← ALL ARTICLES

How to route incidents based on what their payload says

Every incident payload carries signals worth acting on. This guide covers how to read those signals and use them to set severity, load the right escalation policy, and reduce noise automatically.

Guides

· 11 MIN READ

Sreekar 26th March, 2026

Every incident arrives with a payload, and that payload usually tells you far more than whether something broke. It points to which service is affected and how serious the issue looks. It also carries context about which customers are on the receiving end of that failure.

The service name, severity, customer context — all of it can feed directly into routing decisions. This guide explores how to read those parts of the payload and use them to route incidents automatically. You will find suggestions on what to look for in a payload and how to turn those signals into practical decisions around triage, loading escalation policies, and noise reduction.

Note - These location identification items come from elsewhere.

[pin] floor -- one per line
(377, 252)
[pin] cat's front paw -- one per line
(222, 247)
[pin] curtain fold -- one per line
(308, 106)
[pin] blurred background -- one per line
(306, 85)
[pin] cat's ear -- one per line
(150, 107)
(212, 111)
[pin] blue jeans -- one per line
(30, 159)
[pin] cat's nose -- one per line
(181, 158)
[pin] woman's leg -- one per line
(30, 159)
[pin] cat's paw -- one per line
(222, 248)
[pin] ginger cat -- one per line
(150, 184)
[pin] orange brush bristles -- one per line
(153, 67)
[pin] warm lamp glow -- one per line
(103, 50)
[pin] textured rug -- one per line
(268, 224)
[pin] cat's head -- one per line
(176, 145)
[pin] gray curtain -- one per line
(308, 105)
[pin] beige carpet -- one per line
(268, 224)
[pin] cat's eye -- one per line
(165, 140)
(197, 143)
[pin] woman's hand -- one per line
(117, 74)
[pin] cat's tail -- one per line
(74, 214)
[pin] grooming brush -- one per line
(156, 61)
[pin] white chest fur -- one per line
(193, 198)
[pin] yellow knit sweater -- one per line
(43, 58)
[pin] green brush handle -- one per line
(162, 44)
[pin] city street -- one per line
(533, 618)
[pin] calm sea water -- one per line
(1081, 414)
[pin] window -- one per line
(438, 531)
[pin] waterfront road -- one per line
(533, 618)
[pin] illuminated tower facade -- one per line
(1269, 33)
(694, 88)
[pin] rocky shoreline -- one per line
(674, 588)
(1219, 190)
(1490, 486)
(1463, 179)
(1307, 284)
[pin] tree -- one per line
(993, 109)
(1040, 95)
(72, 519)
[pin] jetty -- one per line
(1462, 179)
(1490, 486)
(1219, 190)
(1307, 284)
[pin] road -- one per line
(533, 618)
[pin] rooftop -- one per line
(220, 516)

What’s in an incident payload

The incident payload has two parts your routing rules can act on: the incident title and the incident details.

The title usually names the service or system affected. Something like “payment-processor: connection timeout” tells you which service is in trouble. The details carry more context. You’ll find metric values and error codes there. Region names and customer identifiers sometimes appear too, along with stack traces and anything else your monitoring tool chooses to send.

Together they give routing rules something specific to match on. The more structured and readable that payload is, the more precise your rules can be.

What to look for in an incident payload

Not everything in a payload is worth routing on. A few classes of signals are usually the most useful.

Service and environment names

Service names in the title are usually the most reliable routing signal. Identifiers like service names and API names rarely change, so rules that match on them stay reliable over time.

Environment context matters too. An incident title containing “prod” carries different weight than one containing “staging”. A rule that matches on environment name can load a completely different escalation policy without any manual action.

			
IF   title contains "prod"
     AND title contains "checkout-api"
     
THEN load → checkout critical escalation policy

			
IF   title contains "staging"
     AND title contains "checkout-api"
     
THEN auto-resolve

Keywords that signal severity

Certain words in the details consistently point to high-severity situations. These are worth keeping an eye on:

“timeout”
“unreachable”
“crash”
“failed”

Words like “fraud” or “breach” often carry security implications that warrant a separate escalation path entirely.

			
IF   Incident details [key: "message"] contains "fraud"
     OR Incident details [key: "message"] contains "unauthorized access"
     OR Incident details [key: "message"] contains "breach"
THEN mark severity as SEV-1
     AND load → security escalation policy

		

The key name here is message because that is what most monitoring tools use for the main error or event description. Your payload may use a different key. Inspecting a sample payload from your integration is the quickest way to confirm the right key name before writing the rule.

Numeric metric values

When the payload carries metric values, comparators give you more precision than keyword matching alone. A rule that checks whether p99_latency_ms > 2000 is more reliable than one matching on a phrase that might change when your monitoring tool updates.

			
IF   title contains "api-gateway"
     AND Incident details [key: "p99_latency_ms"] > 2000
THEN mark severity as SEV-1
     AND mark priority as P1

			
IF   title contains "api-gateway"
     AND Incident details [key: "p99_latency_ms"] > 800
     AND Incident details [key: "p99_latency_ms"] <= 2000
THEN mark severity as SEV-2
     AND mark priority as P2

		

Business context

The payload often carries information about who is affected, not just what broke. A customer plan field or region identifier can signal priority just as clearly as the error type itself.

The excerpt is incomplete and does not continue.